Now in its 17th season, the show, which sees contestants complete tasks in order to demonstrate their entrepreneurial prowess, has launched the careers of Saira Khan (formerly of Loose Women) and Katie Hopkins (formerly of a Twitter account).
The 18 entrepreneurs are made up of nine men and nine women, including a construction company director, the owner of an online antiques marketplace and a safari guide.
“Lord Sugar’s investment will help me escape the rat race of a banking job,” says Avi Sharma. “I’m the hardest working rat he’ll ever meet.”
On his LinkedIn profile he adds: “I quit my job at Barclays Bank to follow my dream.”
He also says he “scraped” a 2:1 in Economics before being “booted off” the Nottingham Economics & Finance Society for lying on his CV. He says he worked at Barclays for three years but quit before he had enough money saved to buy a property.

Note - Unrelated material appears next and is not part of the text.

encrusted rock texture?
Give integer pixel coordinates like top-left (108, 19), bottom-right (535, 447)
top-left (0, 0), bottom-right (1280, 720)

Also appearing on The Apprentice is Gregory Ebbs, an online antiques market owner from Shropshire who says his USP is his “ability to think outside the box and try out new and different things” and his weakness is “being a little too unusual”.
Some people might think, ‘why did you go to Malta to fire cannons when you could be earning so much more in the City of London?’,’ he asks (presumably rhetorically).
Other candidates include Simba Rwambiwa (“my USP is myself) and martial arts school owner Sohail Chowdhary (“I am calm and collected, but if they do come at me? I will bite and I will sting, and I will leave my mark.”
Liverpudlian Victoria Golbourne, meanwhile, says she is “direct and outspoken” – which might help in the boardroom.
The candidates will be completing tasks – often only tangentially related to business – for Lord Sugar and his advisors, Baroness Karren Brady, Tim Campbell and Claude Littner.
The show will return on Thursday (5 January) amid accusations it has lost its way as a genuine reflection of potential entrepreneurs in favour of bringing together divisive contestants for what amounts to little more than a reality TV show.
The Apprentice viewer numbers have, however, held up strongly over the years and it remains one of the BBC’s prized assets.